An odd feeling comes over me when I see the World Trade Center towers appear in a contemporary film. It’s anxiousness that is (hopefully) replaced with welcomed nostalgia. The 10 films below are the finest examples I’ve found of such remembrance. This list did not consider documentary footage of the attacks or any film released prior to 9/11. All new films, all graced by a tasteful hand.
10. Winged Migration (2001)
The filmmakers behind the fascinating documentary Winged Migration spent four years flying with birds on all seven continents. The film is full of mesmerizing images that remain utterly spellbinding, but my favorite will always be the Canada geese flying high next to the towers. It’s so quietly powerful.
9. Spider-Man (2002)
By the time marketing materials for Sam Raimi’s Spider-Man began showing up, America was in a very delicate state. A poster featuring images of the towers was pulled, as was a special shoot trailer that featured Spidey catching a helicopter full of thieves in a web between the towers. But in the final film, the studio made the wise choice to let filmed images of the towers stay in, namely the quick reflection of the buildings in Spidey’s eyes.
8. Sidewalks of New York (2001)
Edward Burns’ Sidewalks of New York premiered at the Toronto Film Festival just three days before the attacks. Its theatrical release was ultimately delayed until November, but from the film’s first scene, in which Burns’ character talks to the camera as the towers stand proudly behind him, Burns made it clear that he had no intention of hiding. The stamp of a proud New Yorker, through and through.
7. World Trade Center (2006)
I love the mundaneness of this shot. It’s just a guy going to work. He doesn’t stare at the towers, because he sees them all the time. He just stands and waits, completely unaware of the horrible day he’s about to have.
6. Munich (2005)
Steven Spielberg could’ve set the final scene of his masterful Munich anywhere in New York City, but he wisely chose a park overlooking downtown Manhattan. As the camera pans and Eric Bana walks out of frame, we see the towers in all their glory. A rather beautiful sight to behold.
5. 25th Hour (2002)
This is a bit of a cheat, as the opening credits of Spike Lee’s 25th Hour don’t show the actual towers themselves.

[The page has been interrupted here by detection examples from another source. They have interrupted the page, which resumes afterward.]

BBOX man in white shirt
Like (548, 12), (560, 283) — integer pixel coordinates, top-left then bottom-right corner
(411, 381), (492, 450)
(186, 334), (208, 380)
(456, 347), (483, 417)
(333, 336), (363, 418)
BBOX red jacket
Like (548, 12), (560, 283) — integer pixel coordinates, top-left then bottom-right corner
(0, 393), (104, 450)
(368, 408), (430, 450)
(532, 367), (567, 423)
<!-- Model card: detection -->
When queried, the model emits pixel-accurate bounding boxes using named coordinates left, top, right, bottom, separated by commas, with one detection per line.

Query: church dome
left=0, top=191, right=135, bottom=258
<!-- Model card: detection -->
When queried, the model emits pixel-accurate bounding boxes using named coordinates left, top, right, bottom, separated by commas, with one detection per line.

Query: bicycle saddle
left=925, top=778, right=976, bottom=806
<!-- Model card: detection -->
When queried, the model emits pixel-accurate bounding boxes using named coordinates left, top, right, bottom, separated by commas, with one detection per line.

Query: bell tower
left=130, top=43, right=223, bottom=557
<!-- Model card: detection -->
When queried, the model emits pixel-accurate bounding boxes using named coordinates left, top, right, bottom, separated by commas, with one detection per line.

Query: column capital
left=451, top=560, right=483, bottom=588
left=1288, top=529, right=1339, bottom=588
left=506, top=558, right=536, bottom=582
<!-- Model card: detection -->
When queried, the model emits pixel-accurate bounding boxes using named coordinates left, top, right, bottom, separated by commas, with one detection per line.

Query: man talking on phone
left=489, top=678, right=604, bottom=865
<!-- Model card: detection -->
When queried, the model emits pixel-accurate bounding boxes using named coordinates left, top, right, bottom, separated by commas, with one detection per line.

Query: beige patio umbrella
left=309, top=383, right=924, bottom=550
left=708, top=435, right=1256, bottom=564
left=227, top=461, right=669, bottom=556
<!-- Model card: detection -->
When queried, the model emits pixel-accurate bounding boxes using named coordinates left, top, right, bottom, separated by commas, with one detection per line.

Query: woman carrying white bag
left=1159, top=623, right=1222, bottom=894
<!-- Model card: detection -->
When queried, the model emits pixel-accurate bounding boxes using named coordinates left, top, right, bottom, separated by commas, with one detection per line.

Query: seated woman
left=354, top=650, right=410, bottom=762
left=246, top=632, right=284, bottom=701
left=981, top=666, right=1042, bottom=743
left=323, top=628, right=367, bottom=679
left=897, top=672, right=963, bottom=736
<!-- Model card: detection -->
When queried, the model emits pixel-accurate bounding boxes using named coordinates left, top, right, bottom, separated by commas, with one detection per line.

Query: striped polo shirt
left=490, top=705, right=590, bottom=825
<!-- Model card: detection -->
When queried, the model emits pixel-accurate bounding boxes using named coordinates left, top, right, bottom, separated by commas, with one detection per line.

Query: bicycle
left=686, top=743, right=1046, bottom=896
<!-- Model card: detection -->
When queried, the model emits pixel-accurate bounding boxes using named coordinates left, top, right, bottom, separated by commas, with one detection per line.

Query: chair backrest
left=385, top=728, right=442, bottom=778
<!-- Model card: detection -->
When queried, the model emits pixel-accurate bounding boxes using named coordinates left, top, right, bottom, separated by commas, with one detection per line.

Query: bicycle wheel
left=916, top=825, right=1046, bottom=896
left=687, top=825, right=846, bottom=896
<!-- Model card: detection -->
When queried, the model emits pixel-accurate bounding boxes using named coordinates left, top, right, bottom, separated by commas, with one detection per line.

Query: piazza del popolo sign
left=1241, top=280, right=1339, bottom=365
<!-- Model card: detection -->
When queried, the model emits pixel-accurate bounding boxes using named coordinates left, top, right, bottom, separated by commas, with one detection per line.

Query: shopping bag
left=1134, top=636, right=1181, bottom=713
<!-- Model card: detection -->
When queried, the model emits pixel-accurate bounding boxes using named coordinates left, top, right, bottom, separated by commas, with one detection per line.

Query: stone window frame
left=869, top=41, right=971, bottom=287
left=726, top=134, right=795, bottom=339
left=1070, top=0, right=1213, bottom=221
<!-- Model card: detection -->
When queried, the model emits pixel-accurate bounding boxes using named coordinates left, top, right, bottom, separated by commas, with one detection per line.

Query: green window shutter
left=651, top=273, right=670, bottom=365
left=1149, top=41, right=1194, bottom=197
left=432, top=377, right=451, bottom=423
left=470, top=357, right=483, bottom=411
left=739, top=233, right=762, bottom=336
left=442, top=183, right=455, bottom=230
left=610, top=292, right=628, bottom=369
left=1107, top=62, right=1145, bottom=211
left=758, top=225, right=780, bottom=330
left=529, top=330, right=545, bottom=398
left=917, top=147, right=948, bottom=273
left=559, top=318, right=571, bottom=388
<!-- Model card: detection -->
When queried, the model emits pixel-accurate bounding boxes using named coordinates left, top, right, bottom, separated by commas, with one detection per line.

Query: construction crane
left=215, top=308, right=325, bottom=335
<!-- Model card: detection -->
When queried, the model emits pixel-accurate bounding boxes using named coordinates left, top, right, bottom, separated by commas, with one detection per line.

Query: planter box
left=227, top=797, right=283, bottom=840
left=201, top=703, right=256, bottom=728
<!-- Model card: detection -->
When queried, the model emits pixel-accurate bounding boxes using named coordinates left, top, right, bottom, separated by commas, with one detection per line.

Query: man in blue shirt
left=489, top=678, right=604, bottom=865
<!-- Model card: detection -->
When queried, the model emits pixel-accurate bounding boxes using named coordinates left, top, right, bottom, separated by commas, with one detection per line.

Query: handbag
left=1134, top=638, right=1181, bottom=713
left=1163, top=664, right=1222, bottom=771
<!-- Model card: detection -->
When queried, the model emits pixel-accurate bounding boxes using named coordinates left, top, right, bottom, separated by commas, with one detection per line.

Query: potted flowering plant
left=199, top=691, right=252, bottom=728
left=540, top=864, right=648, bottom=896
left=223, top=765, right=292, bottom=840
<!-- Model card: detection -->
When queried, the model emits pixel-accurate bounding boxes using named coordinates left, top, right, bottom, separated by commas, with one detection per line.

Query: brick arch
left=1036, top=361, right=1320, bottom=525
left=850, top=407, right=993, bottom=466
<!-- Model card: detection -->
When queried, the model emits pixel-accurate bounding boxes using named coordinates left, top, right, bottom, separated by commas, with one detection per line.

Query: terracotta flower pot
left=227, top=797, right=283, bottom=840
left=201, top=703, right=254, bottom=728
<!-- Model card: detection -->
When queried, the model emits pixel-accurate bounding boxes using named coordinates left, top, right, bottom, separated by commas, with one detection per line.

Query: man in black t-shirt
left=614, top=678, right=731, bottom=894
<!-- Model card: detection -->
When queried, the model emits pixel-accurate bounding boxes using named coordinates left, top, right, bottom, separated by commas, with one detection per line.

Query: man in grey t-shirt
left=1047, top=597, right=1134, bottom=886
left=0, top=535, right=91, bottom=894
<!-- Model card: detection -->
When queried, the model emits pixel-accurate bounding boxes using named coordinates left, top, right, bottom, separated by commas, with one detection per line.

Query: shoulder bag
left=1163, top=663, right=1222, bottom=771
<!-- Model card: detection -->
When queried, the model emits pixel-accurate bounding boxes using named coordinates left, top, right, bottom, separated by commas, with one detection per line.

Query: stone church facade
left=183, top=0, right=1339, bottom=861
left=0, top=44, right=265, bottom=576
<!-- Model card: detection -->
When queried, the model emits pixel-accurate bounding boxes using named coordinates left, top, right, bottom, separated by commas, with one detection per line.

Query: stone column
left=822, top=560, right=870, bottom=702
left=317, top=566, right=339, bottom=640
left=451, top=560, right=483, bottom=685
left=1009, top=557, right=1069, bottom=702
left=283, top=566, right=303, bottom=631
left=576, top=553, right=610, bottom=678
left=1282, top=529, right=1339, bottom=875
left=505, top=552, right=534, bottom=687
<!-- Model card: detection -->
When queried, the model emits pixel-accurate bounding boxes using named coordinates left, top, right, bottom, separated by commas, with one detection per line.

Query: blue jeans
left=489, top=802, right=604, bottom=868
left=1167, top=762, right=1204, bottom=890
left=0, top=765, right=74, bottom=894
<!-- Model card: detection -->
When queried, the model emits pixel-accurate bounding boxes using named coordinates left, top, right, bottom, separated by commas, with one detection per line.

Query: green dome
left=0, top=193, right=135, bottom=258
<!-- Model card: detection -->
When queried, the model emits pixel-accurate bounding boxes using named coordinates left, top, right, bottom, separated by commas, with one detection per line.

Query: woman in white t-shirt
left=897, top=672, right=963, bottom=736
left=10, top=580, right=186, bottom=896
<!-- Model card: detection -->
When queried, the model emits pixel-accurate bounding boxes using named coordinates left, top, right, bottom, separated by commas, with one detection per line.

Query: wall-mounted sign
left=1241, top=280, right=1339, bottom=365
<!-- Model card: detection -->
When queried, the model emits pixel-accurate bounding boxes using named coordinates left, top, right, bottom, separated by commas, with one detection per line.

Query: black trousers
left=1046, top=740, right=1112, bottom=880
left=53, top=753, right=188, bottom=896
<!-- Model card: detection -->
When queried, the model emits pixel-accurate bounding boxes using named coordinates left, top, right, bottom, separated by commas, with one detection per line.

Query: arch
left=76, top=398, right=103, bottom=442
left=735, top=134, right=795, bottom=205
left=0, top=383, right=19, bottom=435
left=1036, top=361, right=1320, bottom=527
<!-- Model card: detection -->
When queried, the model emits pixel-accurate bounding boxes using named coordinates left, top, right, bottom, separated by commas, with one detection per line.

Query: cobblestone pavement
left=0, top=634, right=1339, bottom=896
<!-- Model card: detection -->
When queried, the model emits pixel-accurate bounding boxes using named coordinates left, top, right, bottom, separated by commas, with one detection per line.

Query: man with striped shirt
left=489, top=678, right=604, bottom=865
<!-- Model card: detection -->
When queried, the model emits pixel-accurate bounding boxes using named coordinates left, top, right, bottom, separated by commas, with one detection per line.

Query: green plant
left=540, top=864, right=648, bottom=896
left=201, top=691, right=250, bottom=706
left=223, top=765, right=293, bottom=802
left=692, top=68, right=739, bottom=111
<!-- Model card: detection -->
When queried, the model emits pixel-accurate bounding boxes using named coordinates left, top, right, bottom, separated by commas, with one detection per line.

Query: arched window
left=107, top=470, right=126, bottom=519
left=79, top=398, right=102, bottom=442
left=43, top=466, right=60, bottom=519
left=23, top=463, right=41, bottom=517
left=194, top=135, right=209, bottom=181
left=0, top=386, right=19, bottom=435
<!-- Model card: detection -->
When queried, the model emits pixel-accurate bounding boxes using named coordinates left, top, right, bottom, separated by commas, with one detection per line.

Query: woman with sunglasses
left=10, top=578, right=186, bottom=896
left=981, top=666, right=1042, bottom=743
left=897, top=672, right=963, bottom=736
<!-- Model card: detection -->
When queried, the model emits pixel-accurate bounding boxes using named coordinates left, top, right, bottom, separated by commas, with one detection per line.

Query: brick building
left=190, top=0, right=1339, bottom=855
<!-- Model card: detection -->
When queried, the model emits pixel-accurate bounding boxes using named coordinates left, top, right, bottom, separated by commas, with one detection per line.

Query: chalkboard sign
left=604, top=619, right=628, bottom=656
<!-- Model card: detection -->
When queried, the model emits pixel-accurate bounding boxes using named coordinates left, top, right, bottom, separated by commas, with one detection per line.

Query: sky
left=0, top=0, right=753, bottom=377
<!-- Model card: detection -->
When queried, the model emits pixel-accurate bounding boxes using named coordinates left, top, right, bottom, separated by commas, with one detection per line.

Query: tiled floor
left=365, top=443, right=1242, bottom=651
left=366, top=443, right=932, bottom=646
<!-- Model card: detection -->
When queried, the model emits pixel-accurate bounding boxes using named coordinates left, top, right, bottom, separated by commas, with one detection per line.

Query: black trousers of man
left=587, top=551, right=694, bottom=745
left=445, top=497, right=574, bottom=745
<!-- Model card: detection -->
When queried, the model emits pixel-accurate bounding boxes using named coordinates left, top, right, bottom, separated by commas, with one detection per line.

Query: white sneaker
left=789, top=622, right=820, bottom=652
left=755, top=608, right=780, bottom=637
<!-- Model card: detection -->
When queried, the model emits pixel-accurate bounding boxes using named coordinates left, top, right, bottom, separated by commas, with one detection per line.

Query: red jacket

Instead, we’re given a bravado sequence of the striking blue lights that stood tall in the absence of the towers. Leave it to Spike Lee to prove immediately that he isn’t shying away from anything.
4. Vanilla Sky (2001)
Here’s Cameron Crowe’s explanation as to why the towers can be seen in the final sequence of his film: “That’s what we filmed. It was filmed about a year before the tragic incident that removed them. And I didn’t want to remove them again.”
Well said, good sir.
3. Gangs of New York (2002)
Martin Scorsese is one of our proudest and most famous New Yorkers. In the wake of 9/11, he released an epic retelling of his city’s origins entitled Gangs of New York. It’s a big movie with big ambitions, but it’s greatest accomplishment is its final shot, in which we watch New York come alive through a series of slow fades. Each new shot lasts five seconds (with four second bookended transitions), but the final shot, in which the towers loom from afar, is held a little longer than the rest. This is Scorsese’s New York, and I can’t help but admire in awe.
2. United 93 (2006)
Much of the visceral impact of Paul Greengrass’ United 93 is the way the movie makes you feel like you’re seeing things for the first time. The image of Flight 175 crashing into the south tower is an image of terror forever synonymous with our time. But when I first watched Greengrass’ film, I felt a terrifying sense of novelty as I watched a handful of guys in a control room watch Flight 175 crash into the South Tower. Their radar shows that the plane is going dangerously fast and rapidly dropping altitude. Then one guy spots the plane coming in from the south. They stare in horror and wait for the inevitable.
1. Man on Wire (2008)
The main point of this list was to showcase tasteful images of one of America’s darkest days. Whether those images were achieved through digital effects or just sheer audacity, I was determined to not highlight documentary footage as a way of making my point.
But I just can’t help myself.
The first time I saw Man on Wire marks one of the most significant movie-going experiences I’ve ever had. When Philippe Petit finally stepped out onto the wire he had strung up between the two towers, the people occupying the sold out theater I was sitting in didn’t dare make a sound. Instead, we listened as Erik Satie’s “Gymnopédie No.1” gracefully played over the soundtrack, and we watched as a man did the impossible. He did the impossible, and he did it with glee. He reminded us that this site was once a location for joy and celebration. It reminded us that, for at least one group of people, the World Trade Center towers will always be remembered fondly. Sure, this footage was shot decades before the attacks, but never have the towers stood taller or more elegant than they do in this film.